The Kingdom of God includes both His general sovereignty over the universe and His particular kingship over men who willfully acknowledge Him as King. Particularly, the Kingdom is the realm of salvation into which men enter by trusting, childlike commitment to Jesus Christ. Christians ought to pray and to labor that the Kingdom may come and God’s will be done on earth. The full consummation of the Kingdom awaits the return of Jesus Christ and the end of this age.
Gen. 1:1; Isa. 9:6-7; Jer. 23:5-6; Matt. 3:2; 4:8-10, 23, 12:25-28; 13:1-52; 25:31-46; 26:29; Mark 1:14-15; 9:1; Luke 4:43; 8:1; 9:2; 12:31-32; 17:20-21; 23:42; John 3:3; 18:36; Acts 1:6-7; 17:22-31; Rom. 5:17; 8:19; I Cor. 15:24-28; Col. 1:13; Rev. 1:9.

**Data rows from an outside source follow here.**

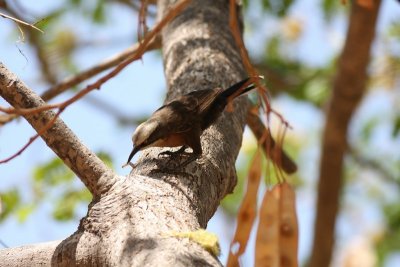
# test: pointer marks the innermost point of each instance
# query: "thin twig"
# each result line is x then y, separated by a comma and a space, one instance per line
33, 138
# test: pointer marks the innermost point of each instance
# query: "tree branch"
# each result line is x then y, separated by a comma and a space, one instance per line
348, 89
84, 163
277, 155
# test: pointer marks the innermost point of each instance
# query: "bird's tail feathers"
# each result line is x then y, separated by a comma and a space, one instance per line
237, 86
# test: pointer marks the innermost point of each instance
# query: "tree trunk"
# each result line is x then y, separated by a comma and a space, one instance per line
348, 88
129, 218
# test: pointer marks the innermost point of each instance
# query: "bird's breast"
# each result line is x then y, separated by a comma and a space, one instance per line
172, 140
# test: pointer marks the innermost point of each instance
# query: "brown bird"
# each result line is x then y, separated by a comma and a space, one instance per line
182, 121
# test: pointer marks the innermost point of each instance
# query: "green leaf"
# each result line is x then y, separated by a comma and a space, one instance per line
396, 127
99, 12
23, 212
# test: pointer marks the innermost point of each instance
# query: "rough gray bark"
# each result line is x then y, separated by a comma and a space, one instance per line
126, 224
348, 89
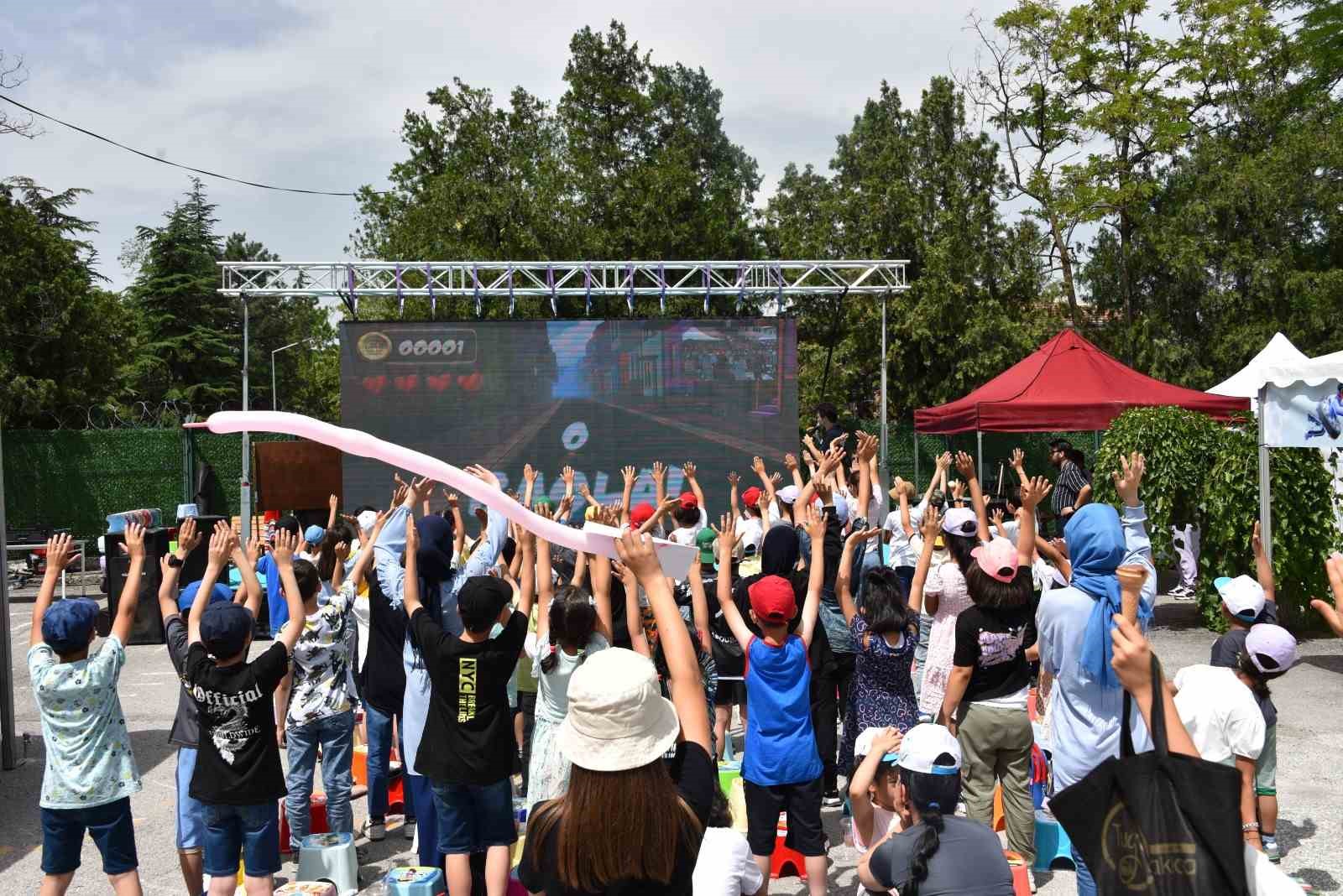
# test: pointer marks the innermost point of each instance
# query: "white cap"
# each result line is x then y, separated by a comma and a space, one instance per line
924, 745
1271, 649
1244, 596
863, 746
960, 521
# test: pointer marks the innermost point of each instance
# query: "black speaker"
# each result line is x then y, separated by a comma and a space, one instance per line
148, 627
194, 566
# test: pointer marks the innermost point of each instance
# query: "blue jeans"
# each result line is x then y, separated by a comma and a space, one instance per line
379, 754
1085, 884
336, 737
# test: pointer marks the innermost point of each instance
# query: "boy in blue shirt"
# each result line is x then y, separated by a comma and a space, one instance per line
782, 768
91, 772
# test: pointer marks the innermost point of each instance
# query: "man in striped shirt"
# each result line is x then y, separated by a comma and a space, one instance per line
1072, 491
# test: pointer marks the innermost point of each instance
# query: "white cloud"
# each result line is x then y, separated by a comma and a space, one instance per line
312, 93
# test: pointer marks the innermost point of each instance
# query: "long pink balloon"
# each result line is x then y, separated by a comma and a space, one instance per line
593, 539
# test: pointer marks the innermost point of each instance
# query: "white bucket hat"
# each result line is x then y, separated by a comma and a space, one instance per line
618, 718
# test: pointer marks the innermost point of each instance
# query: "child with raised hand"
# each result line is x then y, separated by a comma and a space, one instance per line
872, 788
571, 625
186, 727
469, 721
238, 775
884, 638
319, 692
91, 772
782, 770
1246, 602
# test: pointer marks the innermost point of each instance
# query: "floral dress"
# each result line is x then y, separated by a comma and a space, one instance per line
948, 584
883, 691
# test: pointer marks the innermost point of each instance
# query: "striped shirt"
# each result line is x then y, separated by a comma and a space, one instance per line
1068, 486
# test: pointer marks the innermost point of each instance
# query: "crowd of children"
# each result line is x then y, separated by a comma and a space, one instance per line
601, 692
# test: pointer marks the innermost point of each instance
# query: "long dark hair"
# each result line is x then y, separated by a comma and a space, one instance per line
572, 620
933, 797
886, 605
615, 826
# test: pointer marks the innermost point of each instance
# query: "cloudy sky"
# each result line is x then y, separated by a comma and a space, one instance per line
311, 93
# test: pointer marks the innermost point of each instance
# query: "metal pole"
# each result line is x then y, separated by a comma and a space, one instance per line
7, 759
1266, 490
886, 497
245, 499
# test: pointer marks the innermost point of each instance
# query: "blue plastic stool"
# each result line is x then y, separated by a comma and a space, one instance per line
415, 880
1052, 842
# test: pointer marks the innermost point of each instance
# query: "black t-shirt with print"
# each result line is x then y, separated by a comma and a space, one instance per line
469, 723
695, 781
994, 642
238, 761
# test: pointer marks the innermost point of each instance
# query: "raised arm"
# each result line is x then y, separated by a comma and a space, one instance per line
930, 526
817, 575
966, 466
1262, 566
844, 575
684, 678
731, 615
60, 555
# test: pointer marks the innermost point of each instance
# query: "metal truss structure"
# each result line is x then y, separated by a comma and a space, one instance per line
510, 279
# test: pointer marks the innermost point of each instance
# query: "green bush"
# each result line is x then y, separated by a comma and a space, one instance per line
1181, 448
1304, 530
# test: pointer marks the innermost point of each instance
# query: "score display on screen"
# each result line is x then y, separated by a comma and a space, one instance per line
590, 394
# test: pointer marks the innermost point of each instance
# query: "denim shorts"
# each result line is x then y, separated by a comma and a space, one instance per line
254, 831
191, 812
112, 832
474, 817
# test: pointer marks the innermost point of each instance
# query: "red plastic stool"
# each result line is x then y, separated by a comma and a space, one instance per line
785, 856
1020, 875
316, 820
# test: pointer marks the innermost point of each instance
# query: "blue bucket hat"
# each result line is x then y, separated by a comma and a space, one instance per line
67, 624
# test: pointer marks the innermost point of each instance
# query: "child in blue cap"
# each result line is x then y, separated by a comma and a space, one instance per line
91, 770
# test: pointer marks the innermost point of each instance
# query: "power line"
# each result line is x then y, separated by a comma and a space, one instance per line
165, 161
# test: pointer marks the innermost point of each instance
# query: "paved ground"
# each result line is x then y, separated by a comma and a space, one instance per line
1309, 779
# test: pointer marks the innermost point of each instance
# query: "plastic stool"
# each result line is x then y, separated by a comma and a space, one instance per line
308, 888
785, 856
416, 880
316, 820
329, 857
1020, 878
1052, 842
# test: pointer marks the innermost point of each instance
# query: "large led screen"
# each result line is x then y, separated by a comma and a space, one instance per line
591, 394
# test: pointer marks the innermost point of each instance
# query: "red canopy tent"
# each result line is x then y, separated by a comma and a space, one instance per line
1065, 385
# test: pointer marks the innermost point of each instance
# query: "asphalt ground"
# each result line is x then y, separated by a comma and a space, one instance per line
1309, 779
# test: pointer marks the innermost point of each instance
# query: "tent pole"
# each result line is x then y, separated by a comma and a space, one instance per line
980, 452
1266, 490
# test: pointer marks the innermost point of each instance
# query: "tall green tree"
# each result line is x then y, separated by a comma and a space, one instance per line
62, 337
191, 333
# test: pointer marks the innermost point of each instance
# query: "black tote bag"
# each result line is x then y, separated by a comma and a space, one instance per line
1158, 824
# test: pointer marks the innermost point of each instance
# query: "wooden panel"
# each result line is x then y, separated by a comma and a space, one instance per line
295, 475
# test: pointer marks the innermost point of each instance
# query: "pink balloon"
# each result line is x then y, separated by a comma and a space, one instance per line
593, 539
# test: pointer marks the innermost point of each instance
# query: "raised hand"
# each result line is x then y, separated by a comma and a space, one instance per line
483, 475
1130, 477
1033, 491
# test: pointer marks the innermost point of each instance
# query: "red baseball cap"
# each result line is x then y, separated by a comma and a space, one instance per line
641, 514
772, 598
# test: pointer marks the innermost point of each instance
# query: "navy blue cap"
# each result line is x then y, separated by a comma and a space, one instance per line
218, 595
225, 628
67, 624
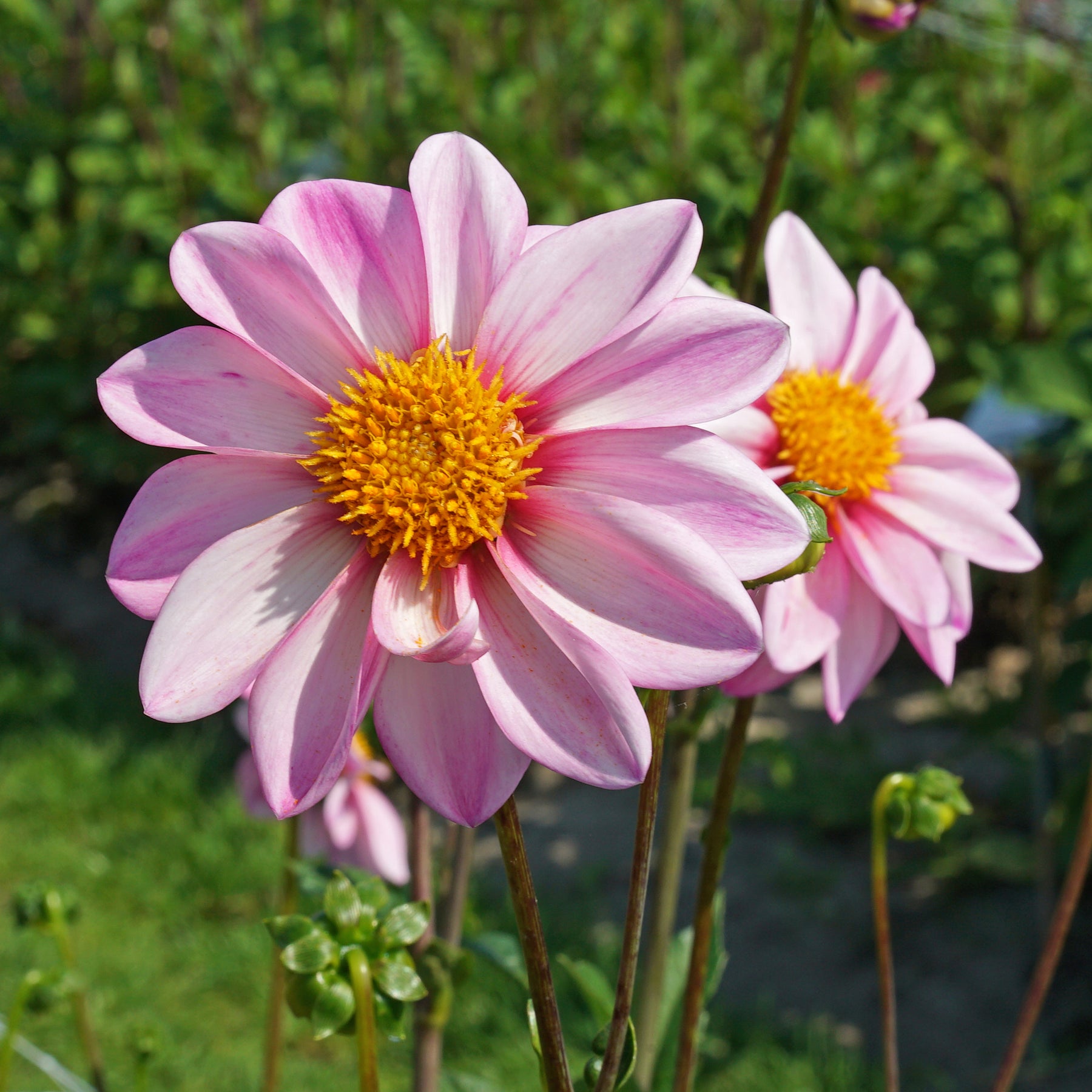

The second coming of Jesus Christ is the satisfying hope of the Christian. It is our satisfying hope that Jesus may come for His church at anytime.
Acts 1:11
We believe that there are two phases of His coming:
Jesus is coming in the air to receive His own. This is the rapture.
At His first coming, the dead in Christ will receive their resurrected bodies to meet the Lord in the air.
I Thess. 4:16; I Cor. 15:51-58; Phil. 3:20-21; I Cor. 15:42-44.
Then the saved who are alive at His coming will be changed in a moment and shall be caught up together with them to meet the Lord in the air and so shall they ever be with the Lord.
I Thess. 4:13-17; I Cor. 15:51-58; I John 3:2; Rev. 19:7-9; Rev. 22:20; Rev.22:7.
Jesus is coming back to earth with His own. This is the second coming.
At the second phase of His coming, Jesus will come back to earth with His saints.
Rev. 1:7; Isa. 66:15; Jude 14-15; II Thess. 1:7.
At this time, Jesus’ judgment will fall upon all nations. This is the battle of Armageddon.
Rev. 19:11-21; Rev. 16:14-16; Joel 3:12-14; Rev. 14:19-20; Zech. 14:1-3; Col. 3:4; Jude 14.
When the nations are destroyed, Jesus will set up His millennial reign for a thousand years.
Isa. 2:4; Isa. 11:6-10; Rev. 20:4-6; II Tim. 2:12; I Cor. 6:2-3; Matt. 24:31-32; Hab.2:14; I Cor. 15:24-26; Isa. 66:15; Jude 14-15; Rev. 1:7; II Thess. 1:7.
After the millennial kingdom, a new heaven and new earth will be made and saints will be forever more with the Lord.
Rev. 21:3-4.


The Scriptures clearly teach that Jesus rose from the dead. His grave was emptied of its bodily contents. He appeared to the disciples after His resurrection in many convincing manifestations. He now exists in His glorified body at God’s right hand. There will be a resurrection of the righteous and unrighteous. The bodies of the righteous will conform to the glorious spiritual body of Jesus.
Matt. 28:6, John 5:28-29, 20:9, Acts 24:15; I Cor. 15:1-58; II Cor. 5:1-8, I Thess. 4:17; Phil 3:21.
The unrighteous will be consigned to hell, the place of everlasting punishment. This is the Great White Throne judgment, occurring at the end of the thousand year reign.
Ps. 9:17, 55:15; Pr. 7:27; Is. 14:9-15; Ez. 31:16; Mt. 5:22, 10:28, 11:23; Mk. 9:43-44; Lk. 12:5, 16:23, II Pt. 2:4; Rev. 1:18, 20:11 – 15.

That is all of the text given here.